Axes de recherche

Axe 1 : Agir collectif et émergences de sens à l’ère numérique
La notion d’espace public est au cœur de l’organisation démocratique et de la place qu’y occupent les champs politiques et sociaux, elle définit l’espace intermédiaire entre la société civile et l’Etat en tant que structure organisatrice de la participation comme du contrôle de ce même espace public ; Etat qui lui-même subit de profondes transformations techno-organisationnelles comme normatives qu’il conviendra d’analyser car on ne saurait parler d’un tel espace aujourd’hui sans évoquer la complexité de la réalité technologique qui le définit et le transforme.

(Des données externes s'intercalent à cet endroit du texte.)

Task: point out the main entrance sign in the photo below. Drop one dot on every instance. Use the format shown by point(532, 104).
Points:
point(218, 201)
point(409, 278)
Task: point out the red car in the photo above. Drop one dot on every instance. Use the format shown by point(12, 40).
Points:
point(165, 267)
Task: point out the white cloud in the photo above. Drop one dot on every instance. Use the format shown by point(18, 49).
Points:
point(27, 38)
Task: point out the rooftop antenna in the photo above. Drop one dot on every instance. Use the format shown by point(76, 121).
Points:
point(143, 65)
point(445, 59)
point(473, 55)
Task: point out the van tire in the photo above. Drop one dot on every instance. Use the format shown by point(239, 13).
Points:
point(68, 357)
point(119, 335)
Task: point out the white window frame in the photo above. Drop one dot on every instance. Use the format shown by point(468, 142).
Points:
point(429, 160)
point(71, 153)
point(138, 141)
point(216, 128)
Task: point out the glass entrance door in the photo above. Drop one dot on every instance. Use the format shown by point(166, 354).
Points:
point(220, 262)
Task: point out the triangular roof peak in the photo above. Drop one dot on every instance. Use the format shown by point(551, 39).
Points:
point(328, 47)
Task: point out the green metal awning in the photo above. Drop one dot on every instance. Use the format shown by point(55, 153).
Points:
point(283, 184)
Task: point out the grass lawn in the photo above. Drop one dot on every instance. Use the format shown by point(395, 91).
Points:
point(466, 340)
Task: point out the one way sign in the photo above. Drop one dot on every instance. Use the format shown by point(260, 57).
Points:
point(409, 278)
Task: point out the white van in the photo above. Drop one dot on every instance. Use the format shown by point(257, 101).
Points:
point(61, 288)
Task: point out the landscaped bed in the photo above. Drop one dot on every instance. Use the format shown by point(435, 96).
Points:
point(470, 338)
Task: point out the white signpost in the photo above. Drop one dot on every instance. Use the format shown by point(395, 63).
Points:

Les nouveaux médias permettent simultanément de créer un espace beaucoup plus large qu’autrefois. Sociologiquement, on constate que l’utilisation des nouveaux médias, en particulier à l’ère numérique, transforme les modalités de l’action collective, favorisant des formes plus spontanées et directes de participation et d’engagement comme de nouvelles formes de coercition et de contrôle devenues des enjeux stratégiques, politiques et sécuritaires.

Axe 2 : Du souci de soi au corps augmenté
Le corps est l’objet dans le laboratoire d’une réflexion transdisciplinaire incluant des questions normatives et éthiques (statuts de la santé, de la performance, de la vie et de la mort), de philosophie de la technique (information, cognition, hybridation, socialisation) ainsi que relatives à l’histoire des processus de subjectivation et d’objectivation (le corps comme enjeu de réification dans le contexte du développement des technologies biométriques). Il est aussi le lieu des symboliques individuelles et collectives qui aiguillonnent la réflexion éducative, (bio-)politique, anthropologique et psychanalytique.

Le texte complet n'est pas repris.